Unioni civili, Chiesa: “Spazio per resistenza civile. Putin interpreta anche parte di opinione pubblica europea"

11 maggio 2016 ore 12:21, Lucia Bigozzi
“Che abbiano perso tutti, mi sembra abbastanza giusto”. Muove da qui l’analisi di Giulietto Chiesa, giornalista, scrittore, esperto di scenari geopolitici, nel giorno della fiducia sulle unioni civili. Nella conversazione con Intelligonews, apre una finestra sulla realtà russa che conosce molto bene e di come Putin “sente” il popolo russo.

Oggi è il giorno della fiducia sulle unioni civili. I vescovi ieri hanno detto che “hanno perso tutti”. Ira a scoppio ritardato, inutile e forse anche dannosa perché evidenzia un’impotenza?

"Beh, in effetti, che abbiano perso tutti mi sembra abbastanza giusto; poi che sia un’ira non lo so. Comunque, non mi pare una soluzione brillante". 

Ma è una posizione tardiva, potevano fare di più prima?

"No, non credo. Credo che questa sia la fotografia dell’Italia di oggi: aspettarsi chissà quali miracoli non era giustificato". 

Lei che conosce in profondità la realtà russa, Putin è ultimo rimasto contro da sempre e per sempre? 

"No, non credo da sempre e per sempre. Putin è una persona pragmatica, credo che abbia scelto di essere un difensore della tradizione e quindi interpreta correttamente una parte grandissima dell’opinione pubblica e io credo anche una parte rilevante dell’opinione pubblica europea". 

Come valuta il no di Marchini alle unioni civili poi corretto con il “se passa la legge, la rispetterò”. Non poteva seguire l’esempio di Marino? 

"No, questo non è un ragionamento. Uno deve rispettare le leggi dello Stato, ma ci sono leggi ingiuste che sono state estorte con la forza e con l’inganno e quindi c’è lo spazio per una resistenza civile, anche da questo punto di vista. Io la chiamo resistenza civile, adottarla non vuol dire essere fuori dalla comunità, vuol dire che si intende interpretare in un certo modo la comunità". 

Qual è, secondo lei, il pericolo di questa legge? Cosa si porterà dietro? Omofobia, linguaggio e pensiero unico?

"No non credo proprio.

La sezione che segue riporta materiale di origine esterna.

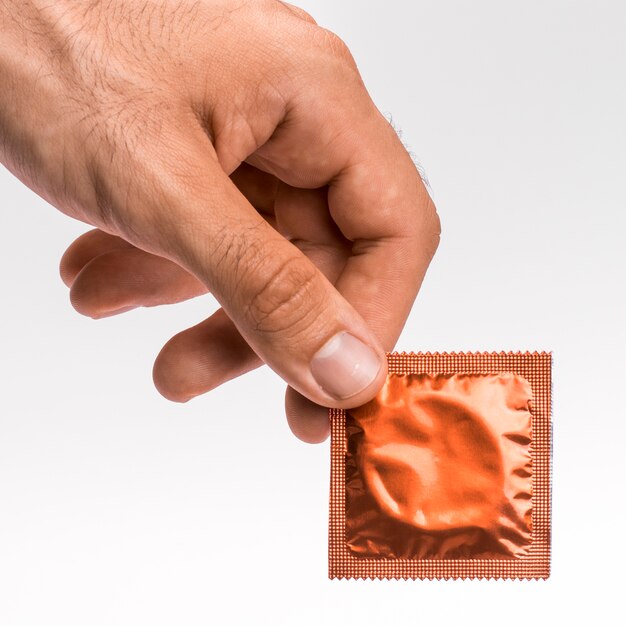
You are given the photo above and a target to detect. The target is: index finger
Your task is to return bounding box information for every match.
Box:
[328,109,441,351]
[250,80,440,351]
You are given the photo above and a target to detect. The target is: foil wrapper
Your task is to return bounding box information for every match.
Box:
[329,352,552,578]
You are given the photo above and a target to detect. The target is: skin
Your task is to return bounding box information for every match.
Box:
[0,0,440,442]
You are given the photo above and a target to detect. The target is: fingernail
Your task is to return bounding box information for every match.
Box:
[311,332,382,400]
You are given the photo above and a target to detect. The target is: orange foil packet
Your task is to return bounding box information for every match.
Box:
[329,352,552,578]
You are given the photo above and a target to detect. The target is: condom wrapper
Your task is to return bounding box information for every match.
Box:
[329,352,552,579]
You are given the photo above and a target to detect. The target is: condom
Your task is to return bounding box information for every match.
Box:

Credo che leggi di questo genere siano l’effetto di una data situazione della moralità dell’opinione pubblica media. Questa, si modifica con il tempo e quindi si modificheranno con il tempo anche le percezioni della grande massa di cittadini, come è accaduto per altre questioni come quella dell’aborto, del divorzio: tutte sono state sempre viste come momenti di rottura traumatiche, in realtà ogni legge di questo genere è una legge che in qualche misura, più o meno bene, corrisponde al sentire comune. Quando il sentire comune cambia, la legge si cambia".